PIERO ARESE - Che cosa dobbiamo ancora vedere e sentire sulla Cuneo-Asti? Non bastano gli impegni disattesi, le lungaggini oscillanti tra un campanilismo e l’altro, le furbizie di piccolo e medio cabotaggio, le prese per i fondelli palesi e non, e così via. Si potrebbe continuare a lungo, ma a un certo punto, la lingua si fa spessa e la parola incespica su se stessa, per cui diventa difficile esprimere lo stato d’animo di un povero cuneese, sospeso tra rabbia e frustrazione. E adesso ci è toccato anche leggere prima che l’opera sarà completata entro il 2030; poi, invece, a pochi giorni di distanza, in 4 anni.

Vogliamo renderci conto che l’economia cuneese ha subito, in questi ultimi tempi, cambiamenti profondi nei suoi elementi strutturali? La rendita edilizia non paga più come un tempo: palazzi vuoti giacciono invenduti da tempo, il commercio inteso nella sua accezione tradizionale versa in grave crisi: quando mai abbiamo visto negozi vuoti in corso Nizza?

Nelle frazioni, l’agricoltura caratterizzata dalla piccola o media proprietà non è più in grado di gestire il ciclo produttivo completo, per cui è obbligata a praticare monocolture soggette a variazioni di mercato imprevedibili e sovente poco remunerative. Il concetto di isolamento che stava alla base di una determinata realtà socio-economica e del suo sviluppo, oggi si è tramutato in un disvalore. Non è cosa di poco conto.

Un blocco di potere ultradecennale gestito con grande abilità dalla Dc si è polverizzato e il pullulare di liste locali altro non è che la visualizzazione di questa frantumazione. Il discorso è complesso e ci porterebbe molto lontano, ma le dietrologie servono a poco e non aiutano a comprendere le urgenze che il presente pone in modo indifferibile.

Bisogna rompere l’isolamento, questa è oggi la priorità, se vogliamo realizzare le condizioni propiziatrici di nuovi insediamenti produttivi per valorizzare tutte le potenzialità che il nostro territorio offre. Se vogliamo creare nuova occupazione. Non ne abbiamo bisogno forse? Resta però del tutto evidente che le imprese investono preferibilmente in aree servite da adeguate infrastrutture.

E quindi, per noi cuneesi, il completamento dell’autostrada diviene indifferibile in funzione del nostro futuro.

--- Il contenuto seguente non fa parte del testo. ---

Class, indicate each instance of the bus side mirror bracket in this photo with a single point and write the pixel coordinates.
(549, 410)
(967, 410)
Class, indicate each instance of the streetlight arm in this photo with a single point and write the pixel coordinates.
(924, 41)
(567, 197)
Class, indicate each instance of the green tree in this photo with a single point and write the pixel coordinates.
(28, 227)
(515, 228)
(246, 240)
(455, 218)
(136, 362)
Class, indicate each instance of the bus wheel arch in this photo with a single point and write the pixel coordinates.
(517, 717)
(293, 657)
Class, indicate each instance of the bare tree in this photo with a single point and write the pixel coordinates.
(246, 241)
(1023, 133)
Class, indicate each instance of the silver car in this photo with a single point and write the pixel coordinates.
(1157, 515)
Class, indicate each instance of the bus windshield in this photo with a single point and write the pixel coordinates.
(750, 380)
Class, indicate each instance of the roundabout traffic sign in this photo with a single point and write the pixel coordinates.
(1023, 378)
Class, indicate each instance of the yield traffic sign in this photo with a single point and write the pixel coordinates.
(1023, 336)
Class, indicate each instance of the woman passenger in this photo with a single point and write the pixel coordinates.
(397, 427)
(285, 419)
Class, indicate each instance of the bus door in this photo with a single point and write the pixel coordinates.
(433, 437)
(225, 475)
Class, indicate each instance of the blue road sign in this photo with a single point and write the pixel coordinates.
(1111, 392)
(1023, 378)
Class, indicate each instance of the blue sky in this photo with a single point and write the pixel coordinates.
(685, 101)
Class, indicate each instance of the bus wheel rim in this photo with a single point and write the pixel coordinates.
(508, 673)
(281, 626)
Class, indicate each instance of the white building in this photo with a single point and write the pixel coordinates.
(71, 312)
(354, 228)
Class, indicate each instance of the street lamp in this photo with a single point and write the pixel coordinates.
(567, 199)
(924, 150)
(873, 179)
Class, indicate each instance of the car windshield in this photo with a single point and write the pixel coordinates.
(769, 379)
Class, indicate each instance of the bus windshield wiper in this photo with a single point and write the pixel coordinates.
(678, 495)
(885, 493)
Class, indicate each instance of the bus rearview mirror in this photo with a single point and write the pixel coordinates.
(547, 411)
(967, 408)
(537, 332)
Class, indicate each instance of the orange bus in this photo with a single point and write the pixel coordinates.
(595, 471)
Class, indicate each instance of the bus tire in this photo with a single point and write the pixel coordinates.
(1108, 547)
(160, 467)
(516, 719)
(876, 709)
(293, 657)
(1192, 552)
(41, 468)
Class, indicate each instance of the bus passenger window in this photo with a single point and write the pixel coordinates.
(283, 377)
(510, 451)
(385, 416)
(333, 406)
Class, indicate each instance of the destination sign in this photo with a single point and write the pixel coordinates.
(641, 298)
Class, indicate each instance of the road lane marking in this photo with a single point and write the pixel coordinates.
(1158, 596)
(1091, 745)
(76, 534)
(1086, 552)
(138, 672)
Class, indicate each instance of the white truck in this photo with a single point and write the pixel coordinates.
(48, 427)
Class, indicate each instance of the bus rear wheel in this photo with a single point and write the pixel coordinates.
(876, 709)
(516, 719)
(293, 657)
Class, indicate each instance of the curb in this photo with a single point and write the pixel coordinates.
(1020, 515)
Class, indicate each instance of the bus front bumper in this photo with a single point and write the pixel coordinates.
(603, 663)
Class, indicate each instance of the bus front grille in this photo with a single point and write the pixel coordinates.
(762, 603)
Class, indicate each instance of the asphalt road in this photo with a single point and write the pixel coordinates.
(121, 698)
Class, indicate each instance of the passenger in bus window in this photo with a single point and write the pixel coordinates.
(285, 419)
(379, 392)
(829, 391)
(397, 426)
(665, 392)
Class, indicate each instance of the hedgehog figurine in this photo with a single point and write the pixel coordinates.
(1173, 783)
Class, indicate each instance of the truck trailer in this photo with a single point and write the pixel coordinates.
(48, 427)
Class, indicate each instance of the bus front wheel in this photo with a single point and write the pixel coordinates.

Spero che tutte le forze politiche sappiano una buona volta esprimere una posizione comune chiara e determinata, per superare questa situazione d’impasse, per ridare un briciolo di dignità alla nostra gente, ai cittadini cuneesi in particolare, che pagano 10 euro in andata a Torino e 10 euro al ritorno, allungando di 13 chilometri. Non è il massimo?